Impaired angiogenesis in gestational diabetes is linked to succinate/SUCNR1 axis dysregulation in late gestation

Recent research has highlighted the significance of succinate and its receptor in gestational diabetes (GDM) pathogenesis. However, a clear interconnection between placenta metabolism, succinate levels, SUCNR1 signalling and pregnancy pathologies remains elusive. Here, we set out to investigate the potential role of succinate on labour and placental mechanisms by combining clinical and functional experimental data at the same time as exploring the specific SUCNR1-mediated effects of succinate on placenta vascularization, addressing its specific agonist actions.
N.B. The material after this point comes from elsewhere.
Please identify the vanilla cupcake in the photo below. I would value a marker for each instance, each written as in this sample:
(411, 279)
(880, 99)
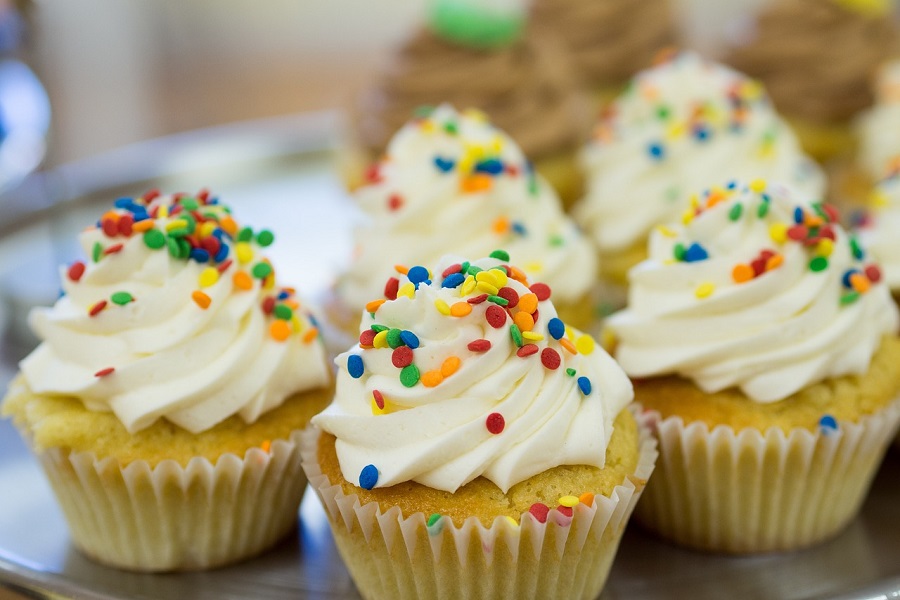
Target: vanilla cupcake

According to our data, succinate levels vary throughout pregnancy and postpartum, with a natural increase during the peripartum period. We also show that SUCNR1 activation in the umbilical cord endothelium promotes angiogenesis under normal conditions. However, in GDM, excessive succinate and impaired SUCNR1 function may weaken this angiogenic response. In conclusion, the present study underlines succinate as an emerging signalling molecule in the placenta, regulating labour and placental processes. The reduced sensitivity of the succinate/SUCNR1 pathway in the GDM environment may serve as a protective physiological mechanism or could have a pathogenic effect. KEY POINTS: Succinate levels increase at delivery in maternal and fetal circulation. Gestational diabetes (GDM) induces succinate accumulation and SUCNR1 downregulation in umbilical cords. GDM compromises angiogenic gene profile modulation by SUCNR1 in umbilical cord endothelium. SUCNR1 activation stimulates sprouting and tube-forming capacity of human umbilical vein endothelial cells from healthy, but not GDM pregnancies.

HUVEC; SUCNR1; angiogenesis; gestational diabetes mellitus; pregnancy; succinate.